Gerekçe ve Sonuç: Yargıtay’ın bozma kararına karşı davacı vekilinin “Yargıtay bozma ilamına bir diyeceğim yoktur” ve davalı vekilinin “Biz Yargıtay bozma ilamına uyulmasını talep ederiz” şeklinde beyanda bulunmaları nedeniyle, bozma nedeni kamu düzenine ilişkin olmadığı ve taraflarca direnme talebinde bulunulmadığı hallerde mahkemenin direnme kararı veremeyeceği gözetilerek direnme kararı bozulmuştur.

Karar Metni

"İçtihat Metni"

MAHKEMESİ :Sulh Hukuk Mahkemesi

1. Taraflar arasındaki “itirazın iptali” davasından dolayı yapılan yargılama sonunda, (Kapatılan) Kartal 2. Sulh Hukuk Mahkemesince verilen davanın kabulüne ilişkin karar davalı vekili tarafından temyiz edilmesi üzerine Yargıtay 4. Hukuk Dairesince yapılan inceleme sonunda bozulmuş, Mahkemece Özel Daire bozma kararına karşı direnilmiştir.

2. Direnme kararı davalı vekili tarafından temyiz edilmiştir.

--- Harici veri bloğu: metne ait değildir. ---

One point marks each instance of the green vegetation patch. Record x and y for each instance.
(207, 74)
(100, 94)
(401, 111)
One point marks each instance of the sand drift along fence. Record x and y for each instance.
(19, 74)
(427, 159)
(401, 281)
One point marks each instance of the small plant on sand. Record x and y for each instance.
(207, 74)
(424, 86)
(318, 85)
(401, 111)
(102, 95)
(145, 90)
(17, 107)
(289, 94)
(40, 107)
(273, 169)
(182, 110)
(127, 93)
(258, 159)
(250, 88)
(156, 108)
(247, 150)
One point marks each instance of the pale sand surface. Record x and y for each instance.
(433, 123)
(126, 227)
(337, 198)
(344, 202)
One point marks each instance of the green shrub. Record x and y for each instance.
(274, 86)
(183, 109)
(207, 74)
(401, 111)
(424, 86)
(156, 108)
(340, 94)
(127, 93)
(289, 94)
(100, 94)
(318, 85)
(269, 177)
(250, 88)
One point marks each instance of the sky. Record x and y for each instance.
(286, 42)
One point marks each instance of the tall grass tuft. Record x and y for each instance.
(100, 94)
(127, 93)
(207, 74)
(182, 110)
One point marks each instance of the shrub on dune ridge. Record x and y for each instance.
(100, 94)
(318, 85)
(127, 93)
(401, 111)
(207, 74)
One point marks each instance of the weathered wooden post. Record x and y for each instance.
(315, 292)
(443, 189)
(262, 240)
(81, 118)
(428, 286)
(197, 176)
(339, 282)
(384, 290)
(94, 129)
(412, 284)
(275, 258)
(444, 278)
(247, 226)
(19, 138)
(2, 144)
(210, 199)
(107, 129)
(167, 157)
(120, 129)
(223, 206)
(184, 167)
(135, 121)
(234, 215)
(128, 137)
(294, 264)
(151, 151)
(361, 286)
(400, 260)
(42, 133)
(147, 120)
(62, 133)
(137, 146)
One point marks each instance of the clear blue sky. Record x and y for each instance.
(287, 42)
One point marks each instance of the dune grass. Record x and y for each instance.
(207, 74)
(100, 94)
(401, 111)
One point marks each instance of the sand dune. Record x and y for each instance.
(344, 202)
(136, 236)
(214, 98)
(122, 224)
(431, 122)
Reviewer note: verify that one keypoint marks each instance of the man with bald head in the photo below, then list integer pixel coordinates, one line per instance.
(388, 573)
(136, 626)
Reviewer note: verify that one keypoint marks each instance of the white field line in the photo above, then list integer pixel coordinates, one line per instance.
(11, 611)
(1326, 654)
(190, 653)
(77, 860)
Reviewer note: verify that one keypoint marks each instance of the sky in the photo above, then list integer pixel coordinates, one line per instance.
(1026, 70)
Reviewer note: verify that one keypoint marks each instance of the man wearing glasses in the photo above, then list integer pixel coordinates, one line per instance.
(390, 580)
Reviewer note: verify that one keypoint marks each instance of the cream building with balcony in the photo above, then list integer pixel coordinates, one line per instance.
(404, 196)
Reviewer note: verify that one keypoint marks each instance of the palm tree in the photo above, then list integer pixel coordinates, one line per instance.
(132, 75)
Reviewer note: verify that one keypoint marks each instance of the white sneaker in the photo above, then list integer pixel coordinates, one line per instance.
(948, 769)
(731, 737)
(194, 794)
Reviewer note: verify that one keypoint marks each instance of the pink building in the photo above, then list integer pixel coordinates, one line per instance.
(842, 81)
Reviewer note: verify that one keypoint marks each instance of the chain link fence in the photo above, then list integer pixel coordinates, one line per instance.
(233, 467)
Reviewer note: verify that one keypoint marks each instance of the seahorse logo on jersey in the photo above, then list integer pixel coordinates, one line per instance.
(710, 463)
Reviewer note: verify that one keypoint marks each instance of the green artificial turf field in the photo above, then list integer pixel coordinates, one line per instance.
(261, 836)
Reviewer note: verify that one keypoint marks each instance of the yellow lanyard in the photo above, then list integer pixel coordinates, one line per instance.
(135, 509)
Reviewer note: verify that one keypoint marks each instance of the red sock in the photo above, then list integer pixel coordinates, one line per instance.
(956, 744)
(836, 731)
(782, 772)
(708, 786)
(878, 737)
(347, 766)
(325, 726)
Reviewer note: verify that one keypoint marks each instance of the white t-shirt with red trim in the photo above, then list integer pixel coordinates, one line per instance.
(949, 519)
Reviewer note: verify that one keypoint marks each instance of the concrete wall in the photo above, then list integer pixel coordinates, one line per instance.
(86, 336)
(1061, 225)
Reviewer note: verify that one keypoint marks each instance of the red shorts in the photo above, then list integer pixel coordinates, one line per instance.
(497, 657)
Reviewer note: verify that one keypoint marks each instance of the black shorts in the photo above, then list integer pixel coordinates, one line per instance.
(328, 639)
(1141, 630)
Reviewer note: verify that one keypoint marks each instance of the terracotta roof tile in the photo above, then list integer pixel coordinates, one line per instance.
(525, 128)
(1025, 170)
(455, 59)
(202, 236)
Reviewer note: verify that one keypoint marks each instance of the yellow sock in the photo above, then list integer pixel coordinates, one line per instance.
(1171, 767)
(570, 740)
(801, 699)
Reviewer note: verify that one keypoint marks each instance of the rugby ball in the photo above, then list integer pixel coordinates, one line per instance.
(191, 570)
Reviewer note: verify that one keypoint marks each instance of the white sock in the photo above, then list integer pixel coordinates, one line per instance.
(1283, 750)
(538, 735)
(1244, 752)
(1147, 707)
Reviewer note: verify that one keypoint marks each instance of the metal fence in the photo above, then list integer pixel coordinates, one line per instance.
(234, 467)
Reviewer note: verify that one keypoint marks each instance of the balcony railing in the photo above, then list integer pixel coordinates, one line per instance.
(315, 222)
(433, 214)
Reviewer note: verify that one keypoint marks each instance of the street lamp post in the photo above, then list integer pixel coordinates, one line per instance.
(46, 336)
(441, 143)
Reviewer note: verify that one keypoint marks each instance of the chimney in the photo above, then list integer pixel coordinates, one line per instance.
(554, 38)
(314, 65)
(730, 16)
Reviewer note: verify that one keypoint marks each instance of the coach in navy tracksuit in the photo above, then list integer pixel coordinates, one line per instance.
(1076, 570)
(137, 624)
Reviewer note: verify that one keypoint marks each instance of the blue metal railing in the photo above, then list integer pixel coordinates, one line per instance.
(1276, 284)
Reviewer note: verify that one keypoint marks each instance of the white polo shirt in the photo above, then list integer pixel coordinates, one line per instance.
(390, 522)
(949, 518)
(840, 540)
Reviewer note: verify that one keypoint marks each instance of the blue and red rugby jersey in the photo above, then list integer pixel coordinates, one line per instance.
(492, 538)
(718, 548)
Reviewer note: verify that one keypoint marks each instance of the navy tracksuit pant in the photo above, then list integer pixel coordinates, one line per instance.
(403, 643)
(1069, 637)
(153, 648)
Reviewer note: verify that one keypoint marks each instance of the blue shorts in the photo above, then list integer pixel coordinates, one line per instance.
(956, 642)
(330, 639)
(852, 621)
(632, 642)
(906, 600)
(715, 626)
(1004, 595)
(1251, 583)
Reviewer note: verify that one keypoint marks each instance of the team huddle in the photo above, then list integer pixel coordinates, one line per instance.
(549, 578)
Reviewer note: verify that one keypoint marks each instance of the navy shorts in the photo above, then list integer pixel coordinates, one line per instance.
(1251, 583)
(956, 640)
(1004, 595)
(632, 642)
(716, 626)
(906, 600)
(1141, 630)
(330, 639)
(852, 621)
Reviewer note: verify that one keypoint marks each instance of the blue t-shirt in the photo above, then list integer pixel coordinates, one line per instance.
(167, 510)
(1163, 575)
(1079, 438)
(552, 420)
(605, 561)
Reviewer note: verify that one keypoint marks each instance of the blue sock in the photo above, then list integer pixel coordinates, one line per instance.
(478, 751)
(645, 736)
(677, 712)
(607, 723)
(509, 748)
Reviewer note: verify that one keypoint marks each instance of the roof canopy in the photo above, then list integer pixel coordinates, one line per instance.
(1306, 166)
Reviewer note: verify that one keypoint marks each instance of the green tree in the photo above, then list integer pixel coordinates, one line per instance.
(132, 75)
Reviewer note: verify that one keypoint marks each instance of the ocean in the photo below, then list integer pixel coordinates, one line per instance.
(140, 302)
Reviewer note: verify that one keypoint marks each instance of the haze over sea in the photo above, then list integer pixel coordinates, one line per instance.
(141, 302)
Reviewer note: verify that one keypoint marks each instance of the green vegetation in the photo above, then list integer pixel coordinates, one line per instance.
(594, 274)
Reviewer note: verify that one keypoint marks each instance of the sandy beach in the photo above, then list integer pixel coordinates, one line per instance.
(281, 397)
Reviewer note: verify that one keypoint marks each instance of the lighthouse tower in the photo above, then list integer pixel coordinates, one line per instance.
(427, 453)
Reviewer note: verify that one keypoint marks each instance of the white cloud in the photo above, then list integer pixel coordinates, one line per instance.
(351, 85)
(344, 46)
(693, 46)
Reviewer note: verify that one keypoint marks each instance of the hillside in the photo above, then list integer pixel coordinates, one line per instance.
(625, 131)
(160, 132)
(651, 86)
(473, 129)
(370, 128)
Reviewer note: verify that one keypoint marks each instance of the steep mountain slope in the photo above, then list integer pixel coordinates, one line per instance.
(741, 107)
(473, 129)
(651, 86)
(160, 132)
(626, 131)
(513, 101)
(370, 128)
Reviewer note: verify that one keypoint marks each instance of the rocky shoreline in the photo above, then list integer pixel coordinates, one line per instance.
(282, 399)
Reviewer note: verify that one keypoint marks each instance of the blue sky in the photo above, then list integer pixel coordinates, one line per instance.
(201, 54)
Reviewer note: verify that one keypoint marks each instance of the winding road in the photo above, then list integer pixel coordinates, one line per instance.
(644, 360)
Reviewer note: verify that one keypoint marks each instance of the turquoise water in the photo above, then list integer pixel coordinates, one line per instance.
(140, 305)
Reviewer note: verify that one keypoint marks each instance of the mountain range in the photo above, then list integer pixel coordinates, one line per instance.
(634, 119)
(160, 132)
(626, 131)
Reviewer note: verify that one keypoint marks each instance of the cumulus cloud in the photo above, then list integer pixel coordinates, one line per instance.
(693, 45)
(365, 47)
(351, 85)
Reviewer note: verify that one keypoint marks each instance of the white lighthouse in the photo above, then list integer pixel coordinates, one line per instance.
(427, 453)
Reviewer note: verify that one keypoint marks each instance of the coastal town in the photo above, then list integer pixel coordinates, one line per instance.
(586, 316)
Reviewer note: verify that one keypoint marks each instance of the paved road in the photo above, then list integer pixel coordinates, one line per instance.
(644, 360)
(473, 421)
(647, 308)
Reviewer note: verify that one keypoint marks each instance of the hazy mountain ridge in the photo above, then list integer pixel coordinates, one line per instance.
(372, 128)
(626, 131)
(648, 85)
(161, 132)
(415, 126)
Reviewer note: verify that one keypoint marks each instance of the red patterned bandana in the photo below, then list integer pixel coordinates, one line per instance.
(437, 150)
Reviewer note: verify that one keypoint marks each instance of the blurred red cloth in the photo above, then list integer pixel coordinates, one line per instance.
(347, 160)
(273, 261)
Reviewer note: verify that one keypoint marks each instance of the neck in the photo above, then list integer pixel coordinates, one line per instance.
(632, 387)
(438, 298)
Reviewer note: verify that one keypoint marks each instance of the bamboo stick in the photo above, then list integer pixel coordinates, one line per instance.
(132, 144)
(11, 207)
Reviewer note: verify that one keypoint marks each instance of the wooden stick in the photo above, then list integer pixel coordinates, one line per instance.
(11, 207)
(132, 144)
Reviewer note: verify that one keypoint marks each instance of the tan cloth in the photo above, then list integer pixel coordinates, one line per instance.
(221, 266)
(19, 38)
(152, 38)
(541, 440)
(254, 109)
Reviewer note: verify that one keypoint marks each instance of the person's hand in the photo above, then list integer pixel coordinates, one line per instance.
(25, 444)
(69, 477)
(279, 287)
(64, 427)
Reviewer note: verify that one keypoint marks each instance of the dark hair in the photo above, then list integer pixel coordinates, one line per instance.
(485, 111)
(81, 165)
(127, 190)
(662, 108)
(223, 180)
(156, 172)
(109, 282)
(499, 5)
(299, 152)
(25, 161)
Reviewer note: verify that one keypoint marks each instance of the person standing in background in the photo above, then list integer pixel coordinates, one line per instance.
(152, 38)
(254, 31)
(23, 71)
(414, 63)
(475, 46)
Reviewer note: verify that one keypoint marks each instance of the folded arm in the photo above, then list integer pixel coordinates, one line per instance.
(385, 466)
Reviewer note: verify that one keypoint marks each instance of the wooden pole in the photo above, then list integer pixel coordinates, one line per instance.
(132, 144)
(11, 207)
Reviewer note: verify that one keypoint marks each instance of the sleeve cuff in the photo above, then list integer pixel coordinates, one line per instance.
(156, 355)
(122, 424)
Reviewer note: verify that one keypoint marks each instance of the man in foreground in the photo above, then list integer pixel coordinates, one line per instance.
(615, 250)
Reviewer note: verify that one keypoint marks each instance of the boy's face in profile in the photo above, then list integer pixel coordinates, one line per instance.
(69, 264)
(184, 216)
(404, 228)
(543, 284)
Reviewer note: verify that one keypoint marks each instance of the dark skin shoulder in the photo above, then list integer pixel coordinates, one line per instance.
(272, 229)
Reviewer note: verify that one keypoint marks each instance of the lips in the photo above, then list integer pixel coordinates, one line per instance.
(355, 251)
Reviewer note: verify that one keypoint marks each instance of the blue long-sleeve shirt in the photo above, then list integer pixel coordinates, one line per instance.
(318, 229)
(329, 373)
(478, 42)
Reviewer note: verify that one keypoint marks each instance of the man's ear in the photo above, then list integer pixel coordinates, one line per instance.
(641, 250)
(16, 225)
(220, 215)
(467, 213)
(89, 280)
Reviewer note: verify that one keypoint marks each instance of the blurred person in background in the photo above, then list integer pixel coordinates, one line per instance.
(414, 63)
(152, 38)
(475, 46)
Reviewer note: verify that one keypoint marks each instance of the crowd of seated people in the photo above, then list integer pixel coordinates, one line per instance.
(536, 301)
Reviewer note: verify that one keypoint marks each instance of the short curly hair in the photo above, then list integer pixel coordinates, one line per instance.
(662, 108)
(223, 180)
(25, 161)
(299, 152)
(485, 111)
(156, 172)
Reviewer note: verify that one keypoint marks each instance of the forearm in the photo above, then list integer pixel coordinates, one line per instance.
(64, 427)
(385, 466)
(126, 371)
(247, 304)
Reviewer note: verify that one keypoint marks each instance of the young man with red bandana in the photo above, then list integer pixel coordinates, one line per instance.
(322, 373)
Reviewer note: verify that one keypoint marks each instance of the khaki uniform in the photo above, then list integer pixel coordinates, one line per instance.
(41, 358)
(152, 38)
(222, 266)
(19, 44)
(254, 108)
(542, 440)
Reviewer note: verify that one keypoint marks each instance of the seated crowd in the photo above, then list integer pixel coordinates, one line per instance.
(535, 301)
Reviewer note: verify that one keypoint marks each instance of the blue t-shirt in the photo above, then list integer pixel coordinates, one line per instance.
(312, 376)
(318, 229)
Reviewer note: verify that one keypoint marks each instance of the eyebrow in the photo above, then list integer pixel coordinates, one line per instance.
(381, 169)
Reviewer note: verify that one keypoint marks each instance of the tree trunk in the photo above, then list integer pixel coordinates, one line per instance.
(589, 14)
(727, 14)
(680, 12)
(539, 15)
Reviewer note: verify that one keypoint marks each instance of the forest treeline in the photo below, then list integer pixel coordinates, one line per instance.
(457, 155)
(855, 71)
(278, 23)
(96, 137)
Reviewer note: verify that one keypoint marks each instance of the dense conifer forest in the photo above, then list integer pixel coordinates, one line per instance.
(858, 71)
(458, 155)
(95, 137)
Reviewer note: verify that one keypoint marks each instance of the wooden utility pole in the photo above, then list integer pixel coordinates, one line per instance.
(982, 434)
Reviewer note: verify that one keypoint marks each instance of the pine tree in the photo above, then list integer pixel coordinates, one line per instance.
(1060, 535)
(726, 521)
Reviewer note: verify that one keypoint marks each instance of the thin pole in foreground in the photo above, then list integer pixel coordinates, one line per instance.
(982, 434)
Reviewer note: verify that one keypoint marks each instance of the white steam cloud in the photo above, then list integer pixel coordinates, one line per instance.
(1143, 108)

3. Hukuk Genel Kurulunca dosyadaki belgeler incelendikten sonra gereği görüşüldü:

I. YARGILAMA SÜRECİ

Davacı İstemi:

4. Davacı vekili dava dilekçesinde; davalı tarafından yapılan kazılar sırasında müvekkiline ait enerji nakil hatlarına zarar verildiğini, davalının toplam 4.741,04TL borcunu ödemediğini, davalı aleyhine Kartal 2. İcra Müdürlüğünün 2009/5559 sayılı dosyası ile icra takibi yapıldığını, davalının haksız olarak borca ve yetkiye itiraz ettiğini belirterek toplam 4.741,04TL alacak için davalının itirazının iptaline, takibin devamına ve icra inkâr tazminatına hükmedilmesine karar verilmesini talep etmiştir.

Davalı Cevabı:

5. Davalı vekili cevap dilekçesinde; davanın zamanaşımı süresi dolduktan sonra açıldığını, müvekkilinin söz konusu yerde kazı çalışması yapmadığını, davanın idari yargıda görülmesi gerektiğini, müvekkilinin kusurunun bulunmadığını belirterek davanın reddini savunmuştur.

Mahkeme Kararı:

6. Kartal 2. Sulh Hukuk Mahkemesinin 29.03.2012 tarihli ve 2010/154 E., 2012/505 K. sayılı kararı ile; davalının 11.05.2005 tarihinde yaptığı kazı çalışması neticesinde enerji nakil hatlarına hasar verildiği ve 2.251,12TL tutarında zarar oluştuğu, 19.01.2012 tarihli bilirkişi raporunun hükme esas alındığı, davalının tam kusurlu olduğu hâlde zarar bedelinin tahsili için yapılan icra takibine itiraz ettiği, 2.251,12TL zarar bedeli (asıl alacak) ve 2.795,12TL avans faizi ile birlikte toplam 5.046,24TL alacak için davalının itirazlarının yerinde olmadığı, ancak talep miktarı nazara alınarak davanın kabulü ile davalının 2.251,12TL asıl alacak ile 2.489,92TL avans faizi olmak üzere toplam 4.741,04TL alacağa ilişkin itirazının iptaline, alacak yargılamayı gerektirdiğinden icra inkâr tazminatı talebinin reddine karar verilmiştir.

Özel Daire Bozma Kararı:

7. Mahkemenin yukarıda belirtilen kararına karşı süresi içinde davalı vekili temyiz isteminde bulunmuştur.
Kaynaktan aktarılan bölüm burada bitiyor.